- Interactive map of ZU Bakery

Restaurant information
- Location: 81 Clark Street, Portland, Maine, 04102, United States
- Coordinates: 43°38′54″N 70°15′52″W﻿ / ﻿43.648411°N 70.264448°W

= ZU Bakery =

Bakery in Portland, Maine, U.S.

ZU Bakery is a bakery located at 81 Clark Street in Portland, Maine, owned by Barak Olins.

The bakery won a James Beard Award in 2024 in the category of outstanding bakery.

== History ==
ZU Bakery was founded in 2000 by Barak Olins in his brother and sister-in-law's barn in Freeport, Maine. At this time ZU Bakery sold baked goods at the Brunswick Farmer's Market.

It moved to Clark Street in Portland's West End in 2022. There, the bakery uses wood-fired ovens to bake French-style pastries.

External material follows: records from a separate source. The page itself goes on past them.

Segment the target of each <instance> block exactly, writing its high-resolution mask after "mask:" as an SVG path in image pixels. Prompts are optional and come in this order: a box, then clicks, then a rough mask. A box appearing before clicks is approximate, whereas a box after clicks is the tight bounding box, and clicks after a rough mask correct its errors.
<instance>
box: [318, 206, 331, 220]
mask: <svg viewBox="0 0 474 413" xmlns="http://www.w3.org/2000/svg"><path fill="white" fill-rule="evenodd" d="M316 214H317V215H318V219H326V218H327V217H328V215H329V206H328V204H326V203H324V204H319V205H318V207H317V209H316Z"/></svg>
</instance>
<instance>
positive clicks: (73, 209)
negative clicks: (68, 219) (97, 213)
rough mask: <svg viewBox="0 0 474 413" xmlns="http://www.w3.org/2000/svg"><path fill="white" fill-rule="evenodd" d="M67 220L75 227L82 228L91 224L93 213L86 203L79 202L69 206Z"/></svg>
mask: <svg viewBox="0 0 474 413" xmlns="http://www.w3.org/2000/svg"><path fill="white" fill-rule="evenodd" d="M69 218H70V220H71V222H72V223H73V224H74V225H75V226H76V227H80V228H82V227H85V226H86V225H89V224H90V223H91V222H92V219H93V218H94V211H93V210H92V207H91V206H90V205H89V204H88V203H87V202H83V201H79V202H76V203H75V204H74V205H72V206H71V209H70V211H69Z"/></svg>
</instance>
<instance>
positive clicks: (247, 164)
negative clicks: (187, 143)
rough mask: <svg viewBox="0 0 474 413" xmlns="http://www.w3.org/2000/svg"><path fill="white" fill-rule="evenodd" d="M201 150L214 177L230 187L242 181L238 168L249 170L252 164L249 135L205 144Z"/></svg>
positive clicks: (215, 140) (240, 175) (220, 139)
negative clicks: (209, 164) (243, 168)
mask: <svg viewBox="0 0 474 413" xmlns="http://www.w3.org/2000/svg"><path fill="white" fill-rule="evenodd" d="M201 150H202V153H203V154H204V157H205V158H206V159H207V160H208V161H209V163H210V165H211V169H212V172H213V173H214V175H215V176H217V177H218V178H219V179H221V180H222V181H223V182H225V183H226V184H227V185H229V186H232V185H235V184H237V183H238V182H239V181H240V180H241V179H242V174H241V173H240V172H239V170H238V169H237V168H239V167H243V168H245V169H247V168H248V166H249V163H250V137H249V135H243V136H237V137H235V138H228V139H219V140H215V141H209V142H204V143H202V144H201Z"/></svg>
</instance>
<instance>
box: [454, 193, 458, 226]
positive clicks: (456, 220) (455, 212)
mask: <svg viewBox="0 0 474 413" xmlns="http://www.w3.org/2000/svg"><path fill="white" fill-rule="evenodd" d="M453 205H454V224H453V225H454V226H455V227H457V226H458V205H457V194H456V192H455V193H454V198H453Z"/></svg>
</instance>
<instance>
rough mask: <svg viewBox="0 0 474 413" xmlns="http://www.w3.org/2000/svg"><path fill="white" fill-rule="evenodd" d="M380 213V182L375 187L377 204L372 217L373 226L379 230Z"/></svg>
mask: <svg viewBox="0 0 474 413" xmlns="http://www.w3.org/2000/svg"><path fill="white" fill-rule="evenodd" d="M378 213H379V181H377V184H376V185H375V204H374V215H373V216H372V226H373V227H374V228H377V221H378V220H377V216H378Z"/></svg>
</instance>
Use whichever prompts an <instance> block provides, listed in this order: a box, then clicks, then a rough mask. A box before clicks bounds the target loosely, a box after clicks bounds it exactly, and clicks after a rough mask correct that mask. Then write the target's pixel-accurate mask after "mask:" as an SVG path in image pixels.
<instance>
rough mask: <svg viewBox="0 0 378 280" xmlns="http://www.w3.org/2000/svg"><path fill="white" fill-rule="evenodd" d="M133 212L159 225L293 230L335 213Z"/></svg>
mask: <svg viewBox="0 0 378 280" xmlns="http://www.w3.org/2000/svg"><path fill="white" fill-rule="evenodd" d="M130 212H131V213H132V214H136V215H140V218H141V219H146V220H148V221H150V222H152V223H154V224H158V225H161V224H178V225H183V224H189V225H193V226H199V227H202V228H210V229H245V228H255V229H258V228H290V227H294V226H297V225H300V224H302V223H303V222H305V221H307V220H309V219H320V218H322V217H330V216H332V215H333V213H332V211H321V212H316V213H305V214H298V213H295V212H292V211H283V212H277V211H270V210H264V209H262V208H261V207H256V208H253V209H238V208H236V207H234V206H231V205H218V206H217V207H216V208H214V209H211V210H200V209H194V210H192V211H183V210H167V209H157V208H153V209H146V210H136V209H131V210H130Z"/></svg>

It won the James Beard Foundation Award for Outstanding Bakery in 2024, which honors a bakery for outstanding baked goods, atmosphere, and connection to community.

==Description==
ZU Bakery specializes in bread loaves which Olins mills himself. In addition to traditional French-style pastries and breads, it bakes Irish scones and Italian biscotti.

The bakery prepares different items throughout the day, rather than preparing the bulk of their offerings before opening. Typically, pastries like croissants are ready earliest, then breads by midday, and savory goods like pizza in the afternoon.